最初の数日は何ともなかったのですが、最近は、

体を固定されるのがこんなにも心的に苦痛なのか・・・
と、大事をとったとは言え、今はギプス固定を自身で決断したことに後悔をしています。
どんな心情になったとしても、一度始まったら治療期限が来るまでギプスは外せません。
頭がおかしくなりそうなところで、偶然、Kindleで途中で読むのを止めていたある小説が目に留まりました。

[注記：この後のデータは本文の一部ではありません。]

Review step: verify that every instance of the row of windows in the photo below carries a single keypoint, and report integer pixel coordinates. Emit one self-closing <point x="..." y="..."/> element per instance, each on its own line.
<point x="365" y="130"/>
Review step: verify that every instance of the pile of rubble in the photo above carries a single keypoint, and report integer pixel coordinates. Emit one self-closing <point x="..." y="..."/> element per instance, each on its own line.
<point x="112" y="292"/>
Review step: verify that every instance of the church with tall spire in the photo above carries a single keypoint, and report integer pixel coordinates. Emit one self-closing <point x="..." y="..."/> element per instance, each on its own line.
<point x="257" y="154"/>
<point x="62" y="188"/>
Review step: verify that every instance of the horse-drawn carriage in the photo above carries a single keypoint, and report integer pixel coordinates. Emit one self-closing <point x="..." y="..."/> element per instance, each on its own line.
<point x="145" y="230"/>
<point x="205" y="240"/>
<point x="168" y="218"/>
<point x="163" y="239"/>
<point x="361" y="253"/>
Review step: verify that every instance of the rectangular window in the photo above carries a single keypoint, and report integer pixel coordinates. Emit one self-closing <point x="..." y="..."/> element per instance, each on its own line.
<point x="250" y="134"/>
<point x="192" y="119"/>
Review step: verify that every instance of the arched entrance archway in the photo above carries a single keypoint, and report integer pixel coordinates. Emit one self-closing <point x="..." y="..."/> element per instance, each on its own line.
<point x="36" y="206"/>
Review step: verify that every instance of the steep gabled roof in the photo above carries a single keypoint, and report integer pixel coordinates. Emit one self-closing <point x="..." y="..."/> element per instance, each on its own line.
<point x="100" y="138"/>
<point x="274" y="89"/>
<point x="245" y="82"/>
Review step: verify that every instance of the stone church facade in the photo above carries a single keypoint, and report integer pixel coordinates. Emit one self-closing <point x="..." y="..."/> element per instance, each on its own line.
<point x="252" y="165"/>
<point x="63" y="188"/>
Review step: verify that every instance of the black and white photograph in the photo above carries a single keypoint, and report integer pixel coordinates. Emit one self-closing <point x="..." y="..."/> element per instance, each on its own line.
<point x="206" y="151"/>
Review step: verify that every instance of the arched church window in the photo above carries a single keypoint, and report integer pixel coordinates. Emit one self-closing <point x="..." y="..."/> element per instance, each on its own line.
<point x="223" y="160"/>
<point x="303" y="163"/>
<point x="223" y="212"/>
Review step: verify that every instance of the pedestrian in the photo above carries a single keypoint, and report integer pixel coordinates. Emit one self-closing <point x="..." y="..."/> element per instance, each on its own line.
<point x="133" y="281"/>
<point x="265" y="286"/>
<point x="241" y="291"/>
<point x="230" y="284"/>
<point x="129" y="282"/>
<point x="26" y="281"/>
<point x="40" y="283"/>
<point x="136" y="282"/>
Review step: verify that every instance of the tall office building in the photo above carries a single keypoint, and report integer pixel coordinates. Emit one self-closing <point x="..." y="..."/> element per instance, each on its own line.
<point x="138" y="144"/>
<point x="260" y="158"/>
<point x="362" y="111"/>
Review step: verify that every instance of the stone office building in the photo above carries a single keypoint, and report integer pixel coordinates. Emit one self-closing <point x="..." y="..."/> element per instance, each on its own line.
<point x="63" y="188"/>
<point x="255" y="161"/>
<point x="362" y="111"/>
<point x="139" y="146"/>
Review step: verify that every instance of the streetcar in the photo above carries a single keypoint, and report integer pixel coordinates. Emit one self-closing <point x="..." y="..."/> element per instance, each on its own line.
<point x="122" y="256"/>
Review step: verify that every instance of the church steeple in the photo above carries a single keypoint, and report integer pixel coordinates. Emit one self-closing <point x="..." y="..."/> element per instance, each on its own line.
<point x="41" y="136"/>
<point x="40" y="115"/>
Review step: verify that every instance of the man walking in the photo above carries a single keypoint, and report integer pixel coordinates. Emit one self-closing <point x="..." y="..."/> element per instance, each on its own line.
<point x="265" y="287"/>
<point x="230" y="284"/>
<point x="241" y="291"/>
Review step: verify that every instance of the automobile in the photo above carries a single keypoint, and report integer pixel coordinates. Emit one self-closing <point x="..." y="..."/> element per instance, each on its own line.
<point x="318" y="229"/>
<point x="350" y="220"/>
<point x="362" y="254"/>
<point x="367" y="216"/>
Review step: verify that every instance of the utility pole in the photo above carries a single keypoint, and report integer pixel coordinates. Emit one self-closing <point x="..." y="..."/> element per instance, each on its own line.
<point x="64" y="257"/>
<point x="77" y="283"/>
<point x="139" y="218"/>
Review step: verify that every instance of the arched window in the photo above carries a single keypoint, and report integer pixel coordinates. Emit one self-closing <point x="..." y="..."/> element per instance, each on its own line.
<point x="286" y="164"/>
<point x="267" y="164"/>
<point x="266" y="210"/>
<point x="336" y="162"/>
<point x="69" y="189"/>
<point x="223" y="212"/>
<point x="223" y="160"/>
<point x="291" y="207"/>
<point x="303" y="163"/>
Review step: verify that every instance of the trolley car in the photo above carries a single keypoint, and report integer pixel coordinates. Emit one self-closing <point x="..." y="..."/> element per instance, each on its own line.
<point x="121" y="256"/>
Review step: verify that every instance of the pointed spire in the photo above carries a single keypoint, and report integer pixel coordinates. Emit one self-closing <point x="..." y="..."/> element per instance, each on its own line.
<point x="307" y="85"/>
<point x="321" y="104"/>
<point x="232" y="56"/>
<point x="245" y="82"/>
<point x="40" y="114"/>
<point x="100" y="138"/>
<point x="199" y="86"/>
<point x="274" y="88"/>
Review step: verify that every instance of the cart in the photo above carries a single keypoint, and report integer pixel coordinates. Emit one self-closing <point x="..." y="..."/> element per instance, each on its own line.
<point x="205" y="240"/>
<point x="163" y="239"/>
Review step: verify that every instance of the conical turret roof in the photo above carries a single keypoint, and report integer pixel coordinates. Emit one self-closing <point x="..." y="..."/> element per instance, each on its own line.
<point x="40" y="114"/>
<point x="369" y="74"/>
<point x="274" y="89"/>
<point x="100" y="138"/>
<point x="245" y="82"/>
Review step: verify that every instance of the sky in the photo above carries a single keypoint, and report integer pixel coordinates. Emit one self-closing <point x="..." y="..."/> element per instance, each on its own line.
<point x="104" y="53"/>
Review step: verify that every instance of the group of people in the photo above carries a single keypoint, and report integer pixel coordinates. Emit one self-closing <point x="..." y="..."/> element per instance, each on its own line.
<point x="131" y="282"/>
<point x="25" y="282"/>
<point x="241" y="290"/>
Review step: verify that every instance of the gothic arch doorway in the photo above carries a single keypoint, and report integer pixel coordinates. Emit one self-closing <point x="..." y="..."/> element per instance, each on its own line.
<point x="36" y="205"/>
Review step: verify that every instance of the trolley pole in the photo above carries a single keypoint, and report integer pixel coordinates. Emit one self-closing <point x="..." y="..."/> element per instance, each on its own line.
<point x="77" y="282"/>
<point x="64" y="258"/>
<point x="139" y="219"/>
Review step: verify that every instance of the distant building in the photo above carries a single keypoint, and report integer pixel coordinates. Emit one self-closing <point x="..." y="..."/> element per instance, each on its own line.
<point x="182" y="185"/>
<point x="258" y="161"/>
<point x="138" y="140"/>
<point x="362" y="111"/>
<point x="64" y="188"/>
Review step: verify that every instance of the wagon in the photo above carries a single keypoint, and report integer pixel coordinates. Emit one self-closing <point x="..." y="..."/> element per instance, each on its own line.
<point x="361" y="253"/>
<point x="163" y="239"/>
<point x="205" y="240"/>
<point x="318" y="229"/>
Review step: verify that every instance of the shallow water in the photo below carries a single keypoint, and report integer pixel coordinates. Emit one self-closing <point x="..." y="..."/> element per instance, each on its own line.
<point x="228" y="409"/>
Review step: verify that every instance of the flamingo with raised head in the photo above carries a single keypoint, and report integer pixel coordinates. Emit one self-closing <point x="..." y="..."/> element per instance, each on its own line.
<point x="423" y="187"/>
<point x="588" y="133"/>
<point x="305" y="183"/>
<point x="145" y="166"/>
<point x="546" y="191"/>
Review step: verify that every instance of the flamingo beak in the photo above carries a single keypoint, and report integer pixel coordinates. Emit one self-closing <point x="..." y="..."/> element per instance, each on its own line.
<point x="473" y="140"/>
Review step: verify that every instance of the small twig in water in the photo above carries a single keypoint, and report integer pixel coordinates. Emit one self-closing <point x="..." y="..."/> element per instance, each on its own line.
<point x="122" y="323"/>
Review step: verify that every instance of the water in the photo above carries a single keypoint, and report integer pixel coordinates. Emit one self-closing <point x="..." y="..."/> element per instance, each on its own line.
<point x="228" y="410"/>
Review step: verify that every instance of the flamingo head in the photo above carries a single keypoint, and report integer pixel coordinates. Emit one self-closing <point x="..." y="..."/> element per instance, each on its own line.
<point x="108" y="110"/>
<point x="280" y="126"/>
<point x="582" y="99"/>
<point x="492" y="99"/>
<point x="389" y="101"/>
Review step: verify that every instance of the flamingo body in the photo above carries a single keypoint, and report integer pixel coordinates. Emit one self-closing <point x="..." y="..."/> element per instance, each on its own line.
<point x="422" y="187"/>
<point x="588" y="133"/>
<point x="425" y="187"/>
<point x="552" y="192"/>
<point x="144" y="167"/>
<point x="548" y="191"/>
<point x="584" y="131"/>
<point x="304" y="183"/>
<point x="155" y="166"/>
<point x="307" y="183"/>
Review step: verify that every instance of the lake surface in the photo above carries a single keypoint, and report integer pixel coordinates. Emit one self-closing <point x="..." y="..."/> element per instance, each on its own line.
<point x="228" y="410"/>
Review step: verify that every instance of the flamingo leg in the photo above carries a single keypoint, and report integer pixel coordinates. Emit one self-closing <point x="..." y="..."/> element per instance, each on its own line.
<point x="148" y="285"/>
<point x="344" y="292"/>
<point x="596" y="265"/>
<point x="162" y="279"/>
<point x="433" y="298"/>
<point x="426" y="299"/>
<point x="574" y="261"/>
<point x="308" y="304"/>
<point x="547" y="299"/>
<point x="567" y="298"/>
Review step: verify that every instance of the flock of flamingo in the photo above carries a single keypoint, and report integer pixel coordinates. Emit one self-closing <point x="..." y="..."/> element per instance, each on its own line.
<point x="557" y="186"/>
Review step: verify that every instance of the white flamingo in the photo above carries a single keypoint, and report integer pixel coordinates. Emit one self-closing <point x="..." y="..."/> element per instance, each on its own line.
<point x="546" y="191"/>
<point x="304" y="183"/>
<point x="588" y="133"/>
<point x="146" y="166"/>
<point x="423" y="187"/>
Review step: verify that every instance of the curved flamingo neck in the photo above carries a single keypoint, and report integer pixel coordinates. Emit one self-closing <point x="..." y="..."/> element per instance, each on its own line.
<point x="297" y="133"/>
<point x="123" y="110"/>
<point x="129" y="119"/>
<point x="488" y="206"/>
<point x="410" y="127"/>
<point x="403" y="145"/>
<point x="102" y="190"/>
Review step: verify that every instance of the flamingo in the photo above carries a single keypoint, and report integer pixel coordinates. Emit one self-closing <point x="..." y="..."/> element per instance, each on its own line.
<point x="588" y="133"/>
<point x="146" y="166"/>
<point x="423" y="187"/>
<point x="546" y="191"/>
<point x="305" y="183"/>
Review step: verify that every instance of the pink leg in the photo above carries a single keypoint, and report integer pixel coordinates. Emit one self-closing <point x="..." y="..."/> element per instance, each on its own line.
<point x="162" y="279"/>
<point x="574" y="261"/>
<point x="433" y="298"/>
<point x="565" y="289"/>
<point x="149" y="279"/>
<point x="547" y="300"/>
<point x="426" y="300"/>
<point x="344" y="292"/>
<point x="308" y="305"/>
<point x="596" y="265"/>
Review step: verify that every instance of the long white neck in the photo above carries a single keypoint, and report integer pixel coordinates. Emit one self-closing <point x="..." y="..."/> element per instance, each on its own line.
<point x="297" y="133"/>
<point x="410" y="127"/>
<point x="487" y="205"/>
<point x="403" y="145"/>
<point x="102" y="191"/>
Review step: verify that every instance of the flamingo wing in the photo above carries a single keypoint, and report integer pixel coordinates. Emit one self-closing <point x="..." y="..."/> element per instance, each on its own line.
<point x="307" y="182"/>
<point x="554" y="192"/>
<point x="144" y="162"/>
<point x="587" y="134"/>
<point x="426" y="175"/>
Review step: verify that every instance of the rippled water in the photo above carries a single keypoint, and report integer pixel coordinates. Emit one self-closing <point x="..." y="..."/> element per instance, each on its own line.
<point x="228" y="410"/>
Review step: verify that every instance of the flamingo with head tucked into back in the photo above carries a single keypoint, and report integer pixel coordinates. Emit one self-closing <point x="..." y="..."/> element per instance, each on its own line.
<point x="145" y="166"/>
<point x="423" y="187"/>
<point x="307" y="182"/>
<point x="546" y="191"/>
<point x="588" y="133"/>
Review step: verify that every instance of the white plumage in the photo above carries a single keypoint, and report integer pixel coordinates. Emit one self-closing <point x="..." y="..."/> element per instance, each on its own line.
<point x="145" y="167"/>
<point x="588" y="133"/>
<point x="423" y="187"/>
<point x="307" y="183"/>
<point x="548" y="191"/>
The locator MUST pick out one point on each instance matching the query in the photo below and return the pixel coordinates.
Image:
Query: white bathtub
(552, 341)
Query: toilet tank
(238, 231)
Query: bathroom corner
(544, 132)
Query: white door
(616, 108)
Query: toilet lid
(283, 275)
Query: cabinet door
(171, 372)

今日は、「小川洋子先生の「博士の愛した数式」を読みました」と題してのお話です。
私は小川洋子先生を知りませんでした
今回の読書で小川洋子先生を初めて知りました。調べましたところ、著書数、受賞ともとても多です。と言いますか、多すぎです。
それだけの積み重ねを続けられた小説家の先生でした。
はっきりと分かったことは、私は学が無いということ。人生の時間は限られていて選んで捨てなければいけないのは分かっているのですが、読書量が少なくつくづくバランスの取れていないと思いました。

「博士の愛した数式」について
「博士の愛した数式」は有名な作品ですね。
私も「博士の愛した数式」のタイトルは知っていました。媒体は映画です。
若い頃は映画ばかり見ていた人間ですが、いつしか見るのを止め、機会があったらたまに見るレベルになっていました。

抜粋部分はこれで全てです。